Wynton Rufer believes this is only the beginning for Chris Wood.
Rufer, widely acknowledged as New Zealand's greatest player, feels Wood will go from strength to strength in the English Premier League, despite the increased focus and scrutiny he will come under from opposition clubs.
Wood has made a dream start to the third Premier League stint of his career, scoring Burnley's equaliser at Wembley against Tottenham and the winner against Crystal Palace on his home debut at Turf Moor last weekend.
However, there is a cost. While before, opposing clubs were aware of his talents - after his Leeds exploits - they are now on high alert.
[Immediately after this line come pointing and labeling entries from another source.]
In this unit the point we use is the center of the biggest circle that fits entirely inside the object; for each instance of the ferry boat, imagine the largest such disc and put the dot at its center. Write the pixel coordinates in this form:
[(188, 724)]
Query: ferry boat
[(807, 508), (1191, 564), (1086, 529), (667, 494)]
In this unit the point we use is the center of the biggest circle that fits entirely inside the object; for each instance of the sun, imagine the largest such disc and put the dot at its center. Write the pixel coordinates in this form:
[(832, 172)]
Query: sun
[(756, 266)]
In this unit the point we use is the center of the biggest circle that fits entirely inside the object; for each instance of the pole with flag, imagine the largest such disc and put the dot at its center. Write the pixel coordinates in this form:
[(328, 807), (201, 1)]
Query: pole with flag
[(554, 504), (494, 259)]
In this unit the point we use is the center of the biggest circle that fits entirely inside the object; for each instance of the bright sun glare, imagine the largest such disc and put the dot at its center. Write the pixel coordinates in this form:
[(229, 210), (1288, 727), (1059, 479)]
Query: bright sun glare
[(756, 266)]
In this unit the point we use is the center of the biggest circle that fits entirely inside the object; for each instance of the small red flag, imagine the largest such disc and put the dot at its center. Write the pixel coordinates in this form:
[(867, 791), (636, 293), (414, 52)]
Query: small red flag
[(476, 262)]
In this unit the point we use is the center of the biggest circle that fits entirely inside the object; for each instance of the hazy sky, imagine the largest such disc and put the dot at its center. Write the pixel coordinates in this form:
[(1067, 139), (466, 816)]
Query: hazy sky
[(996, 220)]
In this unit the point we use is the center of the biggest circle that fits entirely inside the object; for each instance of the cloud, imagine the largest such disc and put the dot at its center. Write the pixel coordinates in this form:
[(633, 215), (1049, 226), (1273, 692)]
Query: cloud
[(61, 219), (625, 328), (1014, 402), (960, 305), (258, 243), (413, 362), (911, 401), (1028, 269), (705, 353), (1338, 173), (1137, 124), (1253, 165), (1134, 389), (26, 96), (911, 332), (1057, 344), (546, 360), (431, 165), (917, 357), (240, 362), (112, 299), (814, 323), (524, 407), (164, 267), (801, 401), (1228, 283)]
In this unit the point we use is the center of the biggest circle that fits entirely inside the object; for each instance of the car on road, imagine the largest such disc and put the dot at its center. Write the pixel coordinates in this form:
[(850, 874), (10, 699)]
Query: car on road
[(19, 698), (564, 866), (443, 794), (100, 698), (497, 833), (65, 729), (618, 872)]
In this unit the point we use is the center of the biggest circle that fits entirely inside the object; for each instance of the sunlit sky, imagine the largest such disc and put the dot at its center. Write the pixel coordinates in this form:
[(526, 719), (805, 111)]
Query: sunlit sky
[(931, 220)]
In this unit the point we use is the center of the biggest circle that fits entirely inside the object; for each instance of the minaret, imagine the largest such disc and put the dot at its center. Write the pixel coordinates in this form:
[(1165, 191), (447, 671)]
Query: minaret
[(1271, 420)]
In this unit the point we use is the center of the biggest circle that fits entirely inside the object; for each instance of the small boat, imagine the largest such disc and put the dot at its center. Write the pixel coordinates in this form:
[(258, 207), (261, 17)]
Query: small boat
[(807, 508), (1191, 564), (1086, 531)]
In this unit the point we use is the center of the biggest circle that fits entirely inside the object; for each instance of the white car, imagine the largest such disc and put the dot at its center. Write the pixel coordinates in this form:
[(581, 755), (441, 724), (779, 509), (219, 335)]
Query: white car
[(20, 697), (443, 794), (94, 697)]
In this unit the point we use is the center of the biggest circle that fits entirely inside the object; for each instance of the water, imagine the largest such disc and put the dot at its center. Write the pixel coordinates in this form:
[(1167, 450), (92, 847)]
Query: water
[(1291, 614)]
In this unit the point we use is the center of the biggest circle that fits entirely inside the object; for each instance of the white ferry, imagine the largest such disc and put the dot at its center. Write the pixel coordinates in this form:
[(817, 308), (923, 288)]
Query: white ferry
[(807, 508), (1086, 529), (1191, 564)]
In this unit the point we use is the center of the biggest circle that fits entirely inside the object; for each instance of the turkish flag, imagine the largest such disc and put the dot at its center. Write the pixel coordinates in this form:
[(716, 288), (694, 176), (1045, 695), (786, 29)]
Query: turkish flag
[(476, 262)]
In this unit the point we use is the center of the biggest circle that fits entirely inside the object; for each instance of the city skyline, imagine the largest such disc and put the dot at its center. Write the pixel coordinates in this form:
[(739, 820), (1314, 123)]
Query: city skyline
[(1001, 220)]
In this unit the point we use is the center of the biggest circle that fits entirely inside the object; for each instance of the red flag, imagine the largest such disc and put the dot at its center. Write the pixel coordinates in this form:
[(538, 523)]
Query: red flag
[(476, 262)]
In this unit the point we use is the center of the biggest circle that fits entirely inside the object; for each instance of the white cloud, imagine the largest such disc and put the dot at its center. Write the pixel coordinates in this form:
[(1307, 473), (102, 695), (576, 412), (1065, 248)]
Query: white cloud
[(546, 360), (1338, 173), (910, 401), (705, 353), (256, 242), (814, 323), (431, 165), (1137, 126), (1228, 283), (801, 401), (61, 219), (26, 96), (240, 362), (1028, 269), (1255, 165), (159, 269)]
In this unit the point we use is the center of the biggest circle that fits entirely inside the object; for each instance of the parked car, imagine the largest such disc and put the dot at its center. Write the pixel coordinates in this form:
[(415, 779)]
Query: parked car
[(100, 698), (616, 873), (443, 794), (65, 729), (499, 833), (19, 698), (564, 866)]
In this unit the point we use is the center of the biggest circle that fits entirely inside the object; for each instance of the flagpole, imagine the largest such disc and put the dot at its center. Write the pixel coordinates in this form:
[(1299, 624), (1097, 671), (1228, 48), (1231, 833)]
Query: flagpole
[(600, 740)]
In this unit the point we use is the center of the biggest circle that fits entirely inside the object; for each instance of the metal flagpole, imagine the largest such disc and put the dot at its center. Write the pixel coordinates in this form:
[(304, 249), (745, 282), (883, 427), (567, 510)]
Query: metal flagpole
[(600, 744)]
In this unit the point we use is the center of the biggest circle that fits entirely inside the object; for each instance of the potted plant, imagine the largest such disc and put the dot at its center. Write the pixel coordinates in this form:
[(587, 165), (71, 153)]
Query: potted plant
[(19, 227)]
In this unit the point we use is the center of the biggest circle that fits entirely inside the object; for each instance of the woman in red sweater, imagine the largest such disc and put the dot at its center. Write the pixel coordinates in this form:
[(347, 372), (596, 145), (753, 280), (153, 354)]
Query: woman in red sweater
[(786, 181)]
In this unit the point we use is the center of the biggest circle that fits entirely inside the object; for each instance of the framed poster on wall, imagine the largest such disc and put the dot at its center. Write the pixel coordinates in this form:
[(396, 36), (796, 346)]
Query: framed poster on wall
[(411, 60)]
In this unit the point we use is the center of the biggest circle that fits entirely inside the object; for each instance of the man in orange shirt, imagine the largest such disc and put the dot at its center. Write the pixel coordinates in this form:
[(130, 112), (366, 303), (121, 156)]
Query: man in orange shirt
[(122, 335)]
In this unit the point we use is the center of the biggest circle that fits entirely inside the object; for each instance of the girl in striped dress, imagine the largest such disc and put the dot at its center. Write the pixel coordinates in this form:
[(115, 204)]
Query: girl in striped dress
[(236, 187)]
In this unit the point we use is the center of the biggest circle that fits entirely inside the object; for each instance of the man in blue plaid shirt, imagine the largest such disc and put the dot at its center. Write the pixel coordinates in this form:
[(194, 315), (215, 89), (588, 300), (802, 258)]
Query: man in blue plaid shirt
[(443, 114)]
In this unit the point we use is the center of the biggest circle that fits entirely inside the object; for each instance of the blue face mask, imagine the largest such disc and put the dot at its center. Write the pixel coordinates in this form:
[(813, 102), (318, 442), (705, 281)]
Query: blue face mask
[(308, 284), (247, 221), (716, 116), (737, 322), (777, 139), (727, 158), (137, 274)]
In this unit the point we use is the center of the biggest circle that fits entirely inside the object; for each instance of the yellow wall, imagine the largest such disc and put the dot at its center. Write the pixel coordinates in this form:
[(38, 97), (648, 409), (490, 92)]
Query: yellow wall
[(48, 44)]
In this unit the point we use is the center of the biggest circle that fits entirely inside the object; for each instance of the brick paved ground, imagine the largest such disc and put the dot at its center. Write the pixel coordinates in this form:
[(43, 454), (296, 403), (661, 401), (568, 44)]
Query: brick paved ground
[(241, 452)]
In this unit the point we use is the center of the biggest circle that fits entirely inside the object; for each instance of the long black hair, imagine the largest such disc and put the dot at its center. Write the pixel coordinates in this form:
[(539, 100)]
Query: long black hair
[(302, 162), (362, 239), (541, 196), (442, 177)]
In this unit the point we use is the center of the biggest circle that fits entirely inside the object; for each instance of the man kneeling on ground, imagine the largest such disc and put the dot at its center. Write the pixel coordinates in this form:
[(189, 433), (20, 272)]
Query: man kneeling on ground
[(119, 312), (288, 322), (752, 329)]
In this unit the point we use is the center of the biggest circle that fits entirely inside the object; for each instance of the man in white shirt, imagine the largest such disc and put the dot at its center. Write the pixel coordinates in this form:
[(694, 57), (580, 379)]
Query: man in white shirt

There is less chance of him being caught out, or left free the way he was at Wembley in the 92nd minute. Dossiers will be prepared, plans will be made, and opposition technical staff will painstakingly analyse footage of the 25-year-old. With the stakes so high, nothing will be left to chance, and Wood will find himself more closely marked.
But Rufer, voted Oceania's Player of the Century, is confident Wood will cope as the hurdles get higher.
"You get this level of confidence, where you feel every week, you are going to play well," said Rufer.
"Hopefully that can stay there and if Chris can end the season with, say, 10 goals, then you are in this sphere where you don't really come down. So that's the hope."
It won't be plain sailing for Wood - especially at a modest outfit such as Burnley, who can't compete with the big budgets of most other teams - but Rufer believes Wood is well equipped.
"As long as you are scoring, or you get a few shots on goal and you do all right, and the team is picking up some results, then it's just game to game," said Rufer.
"With his form now, he will be fine for a couple of games. He will be riding a wave right now. Maybe in a few weeks, if they have lost a couple and he hasn't scored, then your legs start getting heavier, you start thinking too much ... but it's all part of the experience. But Chris has the experience; he's already been through a lot to get there and he is very strong mentally."
After being part of New Zealand's historic 1982 World Cup campaign, Rufer spent the next seven years in Switzerland, scoring more than 100 goals for FC Zurich, FC Aarau and Grasshoppers.
But his move to Werder Bremen was a major step up, with the Bundesliga ranked only behind Serie A among European leagues then. They were a big club, said Rufer.
"The season before, they had been knocked out of the European Cup quarter-finals by AC Milan. But I had a great first season and it just clicked. That year, we went to the UEFA Cup semifinals and made the German Cup final."
Rufer netted on his home league debut - like Wood - and scored six goals in his first 13 Bundesliga games. The following season, he scored 19 goals (15 in the league) and a legend was born.
"For me, like it will be for Chris, it was just a fairy tale," said Rufer. "You are living this dream and you are loving it. Because you know reality. Chris knows reality. He has stayed humble and you can tell he knows where he came from, from Auckland and Hamilton, and he is living the dream."
Rufer is also confident Wood will continue to adjust to the paucity of opportunities at the top level.
"You never get a lot of chances, so your concentration has to be so high," said Rufer. "If you switch off for a moment and don't make the most of a chance, that might be it, your last one in a game. But Chris is scoring and he was already doing it last year with Leeds. A few games last year, he had one chance the whole match ... and he scored.
"You always need to improve and work on your game. But he has got everything and he doesn't need to do anything differently. Games will get quicker and more intense, and the pressure goes on when you don't score. But it has happened for him straight away; you just get this confidence and self-belief that 'hey - Kane, Vardy, I'm as good as them'."